Voor een overzicht van gebruikte psalmen op deze website kijk HIER
Psalm 142 (HSV)
1 Een onderwijzing van David, een gebed, toen hij in de grot was.
2 Met mijn stem roep ik tot de HEERE, met mijn stem smeek ik de HEERE.
3 Ik stort mijn klacht uit voor Zijn aangezicht, ik maak voor Zijn aangezicht mijn benauwdheid bekend.
4 Toen mijn geest in mij bezweek, kende Ú mijn pad. Zij hebben een strik voor mij verborgen op de weg die ik gaan zou.

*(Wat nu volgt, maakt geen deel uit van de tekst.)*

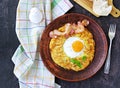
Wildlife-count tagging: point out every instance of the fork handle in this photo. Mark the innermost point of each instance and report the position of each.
(107, 64)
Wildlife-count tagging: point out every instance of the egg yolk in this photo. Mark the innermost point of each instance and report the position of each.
(77, 46)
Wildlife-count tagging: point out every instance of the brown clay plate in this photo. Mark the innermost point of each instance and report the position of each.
(100, 48)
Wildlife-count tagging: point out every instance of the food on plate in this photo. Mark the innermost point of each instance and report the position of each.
(72, 46)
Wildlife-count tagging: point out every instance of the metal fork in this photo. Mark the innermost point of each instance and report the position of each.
(111, 34)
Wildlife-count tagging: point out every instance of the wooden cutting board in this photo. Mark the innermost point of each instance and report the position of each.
(88, 6)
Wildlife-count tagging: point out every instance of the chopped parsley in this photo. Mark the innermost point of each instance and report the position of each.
(84, 58)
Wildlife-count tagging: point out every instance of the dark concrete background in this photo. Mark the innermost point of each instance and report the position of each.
(9, 43)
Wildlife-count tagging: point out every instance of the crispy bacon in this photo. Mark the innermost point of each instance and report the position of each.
(70, 29)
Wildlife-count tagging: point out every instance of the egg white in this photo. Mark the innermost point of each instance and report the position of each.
(67, 47)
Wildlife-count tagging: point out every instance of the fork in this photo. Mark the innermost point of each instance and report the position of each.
(111, 34)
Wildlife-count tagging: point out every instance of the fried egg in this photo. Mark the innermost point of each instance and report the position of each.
(73, 47)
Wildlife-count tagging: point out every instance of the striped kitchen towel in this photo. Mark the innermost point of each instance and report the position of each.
(32, 17)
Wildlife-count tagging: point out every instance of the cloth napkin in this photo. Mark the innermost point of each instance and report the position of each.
(29, 68)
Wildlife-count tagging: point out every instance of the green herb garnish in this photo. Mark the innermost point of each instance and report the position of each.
(84, 58)
(76, 62)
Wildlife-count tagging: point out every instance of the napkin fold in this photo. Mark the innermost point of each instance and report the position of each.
(29, 68)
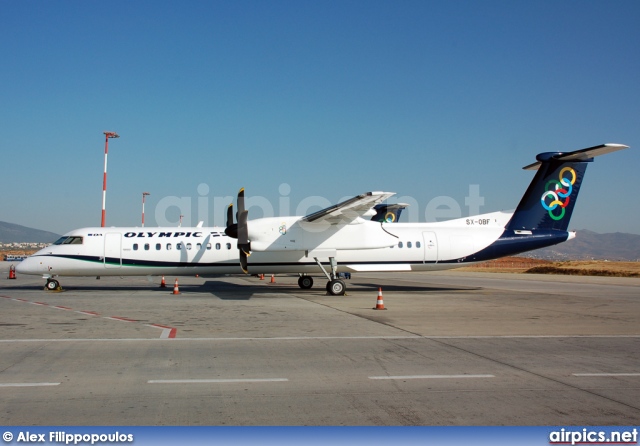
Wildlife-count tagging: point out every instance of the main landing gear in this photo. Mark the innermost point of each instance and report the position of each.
(335, 286)
(52, 285)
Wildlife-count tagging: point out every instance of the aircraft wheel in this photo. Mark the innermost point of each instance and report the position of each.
(305, 282)
(52, 285)
(336, 287)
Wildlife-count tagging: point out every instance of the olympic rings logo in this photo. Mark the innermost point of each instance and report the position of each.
(557, 191)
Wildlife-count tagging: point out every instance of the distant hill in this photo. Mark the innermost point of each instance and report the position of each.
(12, 233)
(589, 245)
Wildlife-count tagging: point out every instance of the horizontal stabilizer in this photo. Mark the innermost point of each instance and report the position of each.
(578, 155)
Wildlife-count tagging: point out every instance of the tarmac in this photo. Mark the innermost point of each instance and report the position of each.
(450, 348)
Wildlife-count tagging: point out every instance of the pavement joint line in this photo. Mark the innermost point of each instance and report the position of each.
(214, 380)
(305, 338)
(431, 377)
(604, 374)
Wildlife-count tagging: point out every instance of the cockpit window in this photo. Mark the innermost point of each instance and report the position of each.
(69, 240)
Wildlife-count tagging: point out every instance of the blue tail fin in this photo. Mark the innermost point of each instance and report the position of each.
(549, 201)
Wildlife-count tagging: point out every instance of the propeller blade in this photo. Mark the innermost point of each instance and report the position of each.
(232, 228)
(243, 232)
(230, 215)
(241, 201)
(243, 262)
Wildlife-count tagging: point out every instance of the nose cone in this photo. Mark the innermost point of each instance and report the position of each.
(28, 266)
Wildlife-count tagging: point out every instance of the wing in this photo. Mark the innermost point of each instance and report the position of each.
(349, 210)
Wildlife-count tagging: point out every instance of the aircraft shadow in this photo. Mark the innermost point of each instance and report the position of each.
(243, 291)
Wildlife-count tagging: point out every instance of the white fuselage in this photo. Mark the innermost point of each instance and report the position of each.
(282, 246)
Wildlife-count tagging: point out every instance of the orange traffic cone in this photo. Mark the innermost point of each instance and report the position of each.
(379, 302)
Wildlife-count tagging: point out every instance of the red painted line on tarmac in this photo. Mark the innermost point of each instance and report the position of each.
(90, 313)
(125, 319)
(172, 331)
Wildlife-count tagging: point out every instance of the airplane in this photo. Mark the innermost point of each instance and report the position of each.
(340, 233)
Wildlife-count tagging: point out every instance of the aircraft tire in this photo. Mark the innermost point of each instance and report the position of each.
(52, 285)
(336, 287)
(305, 282)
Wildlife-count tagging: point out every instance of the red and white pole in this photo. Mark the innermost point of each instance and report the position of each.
(104, 179)
(144, 194)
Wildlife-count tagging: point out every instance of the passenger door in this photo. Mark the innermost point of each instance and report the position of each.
(112, 250)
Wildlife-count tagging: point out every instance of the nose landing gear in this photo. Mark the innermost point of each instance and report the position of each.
(52, 285)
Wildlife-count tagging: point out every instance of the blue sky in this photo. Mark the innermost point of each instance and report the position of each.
(300, 99)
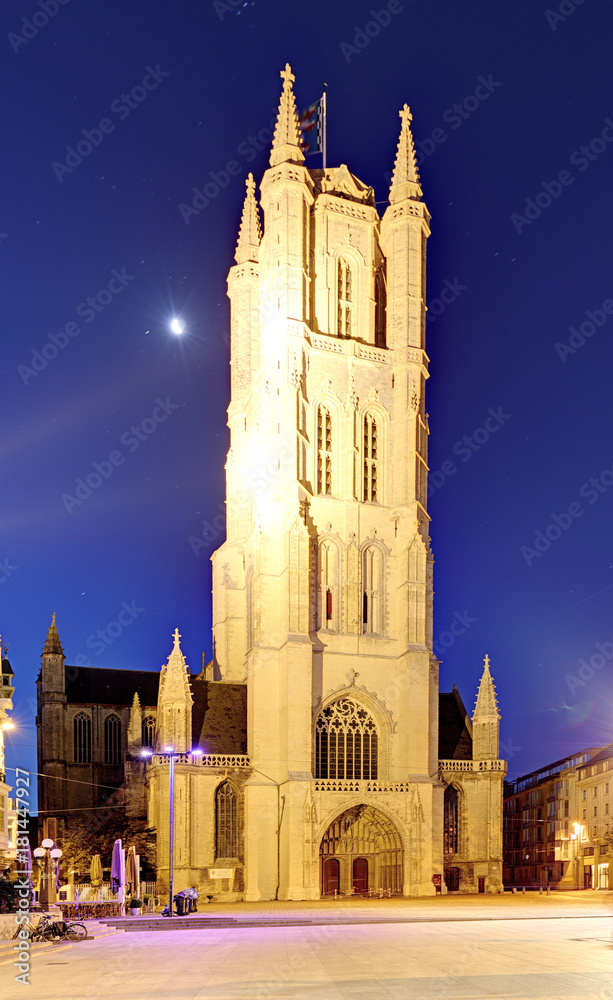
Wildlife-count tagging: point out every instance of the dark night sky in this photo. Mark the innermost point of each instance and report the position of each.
(519, 287)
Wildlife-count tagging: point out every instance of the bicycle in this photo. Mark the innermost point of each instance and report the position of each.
(49, 929)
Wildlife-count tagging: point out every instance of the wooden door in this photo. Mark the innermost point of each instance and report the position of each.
(330, 876)
(360, 875)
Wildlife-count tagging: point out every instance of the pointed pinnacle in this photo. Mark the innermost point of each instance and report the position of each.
(405, 179)
(286, 141)
(250, 232)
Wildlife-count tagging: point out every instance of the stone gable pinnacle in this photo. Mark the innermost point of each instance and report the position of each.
(250, 232)
(486, 706)
(286, 141)
(52, 642)
(405, 179)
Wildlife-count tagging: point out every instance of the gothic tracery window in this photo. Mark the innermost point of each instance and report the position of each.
(82, 736)
(450, 820)
(324, 451)
(112, 740)
(148, 732)
(346, 742)
(226, 821)
(370, 458)
(344, 299)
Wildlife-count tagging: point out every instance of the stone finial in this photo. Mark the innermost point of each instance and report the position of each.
(286, 140)
(52, 642)
(250, 232)
(487, 704)
(405, 179)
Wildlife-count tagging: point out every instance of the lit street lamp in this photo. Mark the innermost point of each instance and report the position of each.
(48, 858)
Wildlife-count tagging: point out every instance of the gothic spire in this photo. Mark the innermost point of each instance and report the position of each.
(286, 142)
(52, 642)
(487, 703)
(250, 232)
(405, 179)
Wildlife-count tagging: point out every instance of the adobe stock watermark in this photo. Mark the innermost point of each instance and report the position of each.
(562, 14)
(362, 37)
(580, 158)
(218, 180)
(122, 107)
(595, 318)
(587, 668)
(99, 640)
(467, 446)
(591, 490)
(131, 439)
(6, 570)
(450, 291)
(87, 311)
(30, 26)
(458, 626)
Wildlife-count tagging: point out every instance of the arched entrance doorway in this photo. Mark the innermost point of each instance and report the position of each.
(368, 851)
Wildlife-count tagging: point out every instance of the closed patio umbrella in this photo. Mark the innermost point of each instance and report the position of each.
(95, 873)
(118, 874)
(132, 871)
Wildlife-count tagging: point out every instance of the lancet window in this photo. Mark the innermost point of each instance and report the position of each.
(370, 460)
(346, 742)
(372, 590)
(82, 737)
(324, 451)
(226, 821)
(450, 820)
(112, 740)
(344, 321)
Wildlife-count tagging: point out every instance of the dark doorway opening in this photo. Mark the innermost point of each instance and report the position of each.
(360, 875)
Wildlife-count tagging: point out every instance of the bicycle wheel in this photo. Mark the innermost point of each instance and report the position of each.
(76, 932)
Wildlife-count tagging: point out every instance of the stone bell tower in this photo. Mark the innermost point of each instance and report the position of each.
(322, 592)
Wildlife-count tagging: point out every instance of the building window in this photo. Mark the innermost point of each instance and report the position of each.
(329, 589)
(372, 577)
(346, 742)
(324, 451)
(112, 740)
(371, 459)
(148, 732)
(344, 299)
(380, 304)
(226, 821)
(450, 820)
(82, 734)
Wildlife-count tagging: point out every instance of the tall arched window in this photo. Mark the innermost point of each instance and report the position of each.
(329, 589)
(226, 821)
(450, 821)
(346, 742)
(370, 460)
(324, 451)
(372, 590)
(380, 304)
(112, 740)
(82, 736)
(148, 732)
(344, 325)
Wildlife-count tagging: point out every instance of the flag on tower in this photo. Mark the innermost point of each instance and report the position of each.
(311, 125)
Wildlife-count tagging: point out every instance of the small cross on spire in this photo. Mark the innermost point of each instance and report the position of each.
(287, 76)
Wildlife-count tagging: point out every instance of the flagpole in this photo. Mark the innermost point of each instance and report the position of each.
(323, 144)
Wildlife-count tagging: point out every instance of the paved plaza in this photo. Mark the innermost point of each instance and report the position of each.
(466, 948)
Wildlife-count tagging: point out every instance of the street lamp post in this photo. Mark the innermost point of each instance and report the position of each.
(171, 815)
(48, 857)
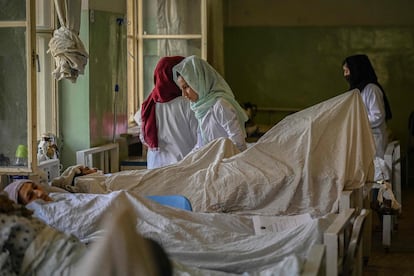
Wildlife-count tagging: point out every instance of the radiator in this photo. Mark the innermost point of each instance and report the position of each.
(104, 158)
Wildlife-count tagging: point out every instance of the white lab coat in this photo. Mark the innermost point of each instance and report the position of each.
(177, 132)
(221, 121)
(374, 102)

5 Ik keek aan mijn rechterhand en zie, er was niemand die naar mij omzag; voor mij was de mogelijkheid tot ontvluchten verloren, niemand zorgde voor mijn ziel.
6 Tot U roep ik, HEERE. Ik zeg: U bent mijn toevlucht, mijn deel in het land der levenden.
7 Sla acht op mijn roepen, want ik ben volkomen uitgeteerd; red mij van mijn vervolgers, want zij zijn machtiger dan ik.
8 Leid mijn ziel uit de gevangenis om Uw Naam te loven; de rechtvaardigen zullen mij omringen, want U bent goed voor mij.
Psalm 142 (berijmd)
Vers 1
‘k Riep tot den HEER’ met luider stem;
Ik smeekt’ en riep vol angst tot Hem;
‘k Heb, voor Zijn aangezicht, mijn klacht
In mijn benauwdheid voortgebracht.
Vers 2
Als mij geen hulp of uitkomst bleek,
Wanneer mijn geest in mij bezweek,
En overstelpt was door ellend’,
Hebt Gij, o HEER’, mijn pad gekend.
Vers 3
Zij hebben vol arglistigheid
Een strik op mijnen weg gespreid.
‘k Zag uit, in nood, ter rechterhand,
Maar vond noch vriend, noch onderstand.
Vers 4
‘k Wou vluchten, maar kon nergens heen,
Zodat mijn dood voorhanden scheen,
En alle hoop mij gans ontviel,
Daar niemand zorgde voor mijn ziel.
Vers 5
Ik riep tot U, ik zeid’: o HEER’,
Gij zijt mijn toevlucht, sterkt’ en eer;
Gij zijt, zolang ik leef, mijn deel,
Mijn God, Wien ik mij aanbeveel.
Vers 6
Hoor mijn geschrei; ‘k ben uitgeteerd,
Door mijn vervolgers overheerd;
Ai, help en red mij uit den nood,
Want hunne macht is mij te groot.
Vers 7
Voer mij uit mijn gevangenis,
Tot roem Uws naams, die heerlijk is;
Dat mij ‘t rechtvaardig volk omring’,
En vrolijk van Uw weldaân zing’.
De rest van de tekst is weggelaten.